One can even show that for ${c>1}$ there exists a constant ${K_c}$ such that for any ${\epsilon > 0}$, $\displaystyle \lim_{N \rightarrow \infty} \; \; \mathop{\mathbb P}\Big( |\frac{\textrm{Card}(L^{(N,c)})}{N} - K_c| > \epsilon \Big) = 0.$

Simply put, the largest connected component of ${\mathcal{G}(N,\frac{c}{N})}$ has size approximatively equal to ${K_c \cdot N}$. Maybe surprisingly, this is quite simple to compute the value of ${K(c)}$ through fluid limit techniques.
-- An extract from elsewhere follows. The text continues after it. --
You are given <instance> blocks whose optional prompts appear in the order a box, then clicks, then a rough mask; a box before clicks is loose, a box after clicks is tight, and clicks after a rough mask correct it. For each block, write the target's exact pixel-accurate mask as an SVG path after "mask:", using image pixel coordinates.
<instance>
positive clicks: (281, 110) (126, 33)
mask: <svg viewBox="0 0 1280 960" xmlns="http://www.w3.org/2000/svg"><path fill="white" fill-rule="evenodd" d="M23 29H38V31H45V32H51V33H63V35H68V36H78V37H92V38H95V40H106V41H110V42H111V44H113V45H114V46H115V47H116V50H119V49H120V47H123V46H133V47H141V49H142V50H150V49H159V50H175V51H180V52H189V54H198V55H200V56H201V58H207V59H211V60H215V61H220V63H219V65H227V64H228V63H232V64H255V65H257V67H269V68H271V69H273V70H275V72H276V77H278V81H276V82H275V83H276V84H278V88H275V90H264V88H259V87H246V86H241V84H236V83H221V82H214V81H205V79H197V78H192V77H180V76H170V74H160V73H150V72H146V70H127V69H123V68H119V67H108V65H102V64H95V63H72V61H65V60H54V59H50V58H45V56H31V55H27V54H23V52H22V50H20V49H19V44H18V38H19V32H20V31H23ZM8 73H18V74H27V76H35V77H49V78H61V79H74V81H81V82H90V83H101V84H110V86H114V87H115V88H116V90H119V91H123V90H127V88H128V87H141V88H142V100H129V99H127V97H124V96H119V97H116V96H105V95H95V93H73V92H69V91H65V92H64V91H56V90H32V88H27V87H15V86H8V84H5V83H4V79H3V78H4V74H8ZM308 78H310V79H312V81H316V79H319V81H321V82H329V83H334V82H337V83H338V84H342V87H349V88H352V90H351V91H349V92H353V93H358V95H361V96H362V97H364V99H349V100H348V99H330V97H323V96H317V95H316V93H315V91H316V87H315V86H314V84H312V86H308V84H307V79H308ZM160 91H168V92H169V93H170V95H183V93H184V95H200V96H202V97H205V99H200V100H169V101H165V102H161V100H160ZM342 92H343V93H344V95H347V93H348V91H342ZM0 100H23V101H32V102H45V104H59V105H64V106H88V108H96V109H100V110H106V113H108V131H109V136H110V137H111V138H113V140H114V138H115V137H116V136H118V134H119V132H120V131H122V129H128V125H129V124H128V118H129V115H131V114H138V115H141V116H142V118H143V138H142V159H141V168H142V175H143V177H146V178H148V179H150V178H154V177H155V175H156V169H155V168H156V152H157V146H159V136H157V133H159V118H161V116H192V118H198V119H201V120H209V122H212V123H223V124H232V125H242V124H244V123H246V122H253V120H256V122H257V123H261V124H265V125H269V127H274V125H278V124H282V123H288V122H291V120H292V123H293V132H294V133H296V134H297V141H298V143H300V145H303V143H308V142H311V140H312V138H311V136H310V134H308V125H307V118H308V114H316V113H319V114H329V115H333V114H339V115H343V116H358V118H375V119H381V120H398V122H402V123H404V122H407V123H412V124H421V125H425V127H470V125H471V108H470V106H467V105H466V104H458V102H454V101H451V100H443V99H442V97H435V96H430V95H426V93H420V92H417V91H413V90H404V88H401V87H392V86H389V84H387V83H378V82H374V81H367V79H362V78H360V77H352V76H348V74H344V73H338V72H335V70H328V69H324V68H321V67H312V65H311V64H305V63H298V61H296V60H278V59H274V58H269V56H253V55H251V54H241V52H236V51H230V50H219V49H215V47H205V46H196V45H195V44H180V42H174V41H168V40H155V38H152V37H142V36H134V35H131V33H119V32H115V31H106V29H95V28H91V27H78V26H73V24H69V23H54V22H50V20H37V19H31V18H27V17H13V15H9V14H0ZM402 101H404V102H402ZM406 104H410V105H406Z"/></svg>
2. Exploration of the graph

Let ${G}$ be a configuration of ${\mathcal{G}(N, \frac{c}{N})}$. This configuration is explored through a classical depth-first algorithm. To keep track of what is doing, a process ${Z_k: \{1, \ldots, N\} \rightarrow \mathbb{Z}}$ is introduced. This process captures essentially all the information needed to study the size of the connected component: it is then shown that ${Z}$ behaves essentially deterministically when looked under the appropriate scale.
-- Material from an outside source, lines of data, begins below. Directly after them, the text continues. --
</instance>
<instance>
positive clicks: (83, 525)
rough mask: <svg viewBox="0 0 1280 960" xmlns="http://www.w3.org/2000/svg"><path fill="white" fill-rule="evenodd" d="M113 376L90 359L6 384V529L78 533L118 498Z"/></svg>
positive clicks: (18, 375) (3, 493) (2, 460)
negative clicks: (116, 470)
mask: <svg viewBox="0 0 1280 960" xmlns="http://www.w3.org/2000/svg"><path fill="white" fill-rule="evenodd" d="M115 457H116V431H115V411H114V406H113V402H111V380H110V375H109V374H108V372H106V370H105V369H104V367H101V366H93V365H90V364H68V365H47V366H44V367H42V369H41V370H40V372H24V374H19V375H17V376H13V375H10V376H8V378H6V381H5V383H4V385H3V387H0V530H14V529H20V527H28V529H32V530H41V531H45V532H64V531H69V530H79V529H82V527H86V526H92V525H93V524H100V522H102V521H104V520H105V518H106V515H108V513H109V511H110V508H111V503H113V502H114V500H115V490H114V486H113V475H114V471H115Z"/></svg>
1. initilisation: t=0: Color all the vertices in green, the current vertex is ${v=1}$ and define ${Z_1=0}$.
2. t=t+1: Color the current vertex in red (=visited): if a vertex is connected to ${v}$ and is green, color it in grey ( this vertex has still to be visited, but its ‘parent’ has already been visited): these are the children of ${v}$.
3. update ${Z}$ the following way, ${Z_t = Z_{t-1} + (\textrm{Nb of children of }v) - 1}$, and
• if ${v}$ has children, choose one of them and make it the new current vertex. Go to ${2}$.
• If ${v}$ has no children then the new current vertex is its parent. Go to ${2}$.
• if ${v}$ has no children and no parent, the new current vertex is one of the remaining (if any) green vertex. Go to ${2}$
• else: we are finished.

A moment of though reveals that ${Z_1=0}$ and ${Z}$ reaches ${-1}$ precisely when the connected component of the vertex ${1}$ has all been explored. Then ${Z}$ reaches ${-2}$ precisely when the second connected component has all been explored, etc … This is why if ${T_0=1}$ and ${T_k = \inf \{t: Z_t = -k\}}$ then the connected components have size exactly ${S_k = T_{k+1}-T_k}$ for ${k=0,1,2, \ldots}$. The largest component has size ${\max_k S_k}$.

3. Fluid Limit

It is quite easy to show why the rescaled process ${z^N(t) = \frac{ Z([Nt])}{N}}$ should behave like a differential equation (ie: fluid limit). While exploring the first component, ${Z_k}$ represents the number of gray vertices at time ${k}$ so that ${N-k-Z_k}$ represents the number of green vertices: this is why $\displaystyle \mathop{\mathbb E}\Big[Z_{k+1}-Z_k \;|Z_k \Big] = (N-k-Z_k) \frac{c}{N} = c\Big(1-\frac{k}{N} - \frac{Z_k}{N} \Big) - 1$

so that ${\mathop{\mathbb E}\Big[ \frac{z^N(t+\Delta)-z^N(t)}{\Delta} | z^N(t) \Big] \approx c\Big(1-t-z(t) \Big) - 1}$ where ${\Delta = \frac{1}{N}}$. Also, the variance statisfies ${\text{Var}\Big[ \frac{z^N(t+\Delta)-z^N(t)}{\sqrt{\Delta}} | z^N(t) \Big] \approx N^{-\frac{1}{2}} c\Big(1-t-z(t) \Big) \rightarrow 0}$ so that all the ingredients for a fluit limit are present: ${z^N}$ converges to the differential equation $\displaystyle \frac{d}{dt} z(t) = c\Big(1-t-z(t) \Big) - 1$

whose solution is ${z(t) = (1-t)-e^{-ct}}$. This is why ${K=K_c > 0}$ is implicitly defined as the solution of $\displaystyle 1-K_c = e^{-c K_c}.$

As expected, ${\lim_{c \rightarrow 1^+} K_c = 0}$ and ${\lim_{c \rightarrow +\infty} K_c = 1}$.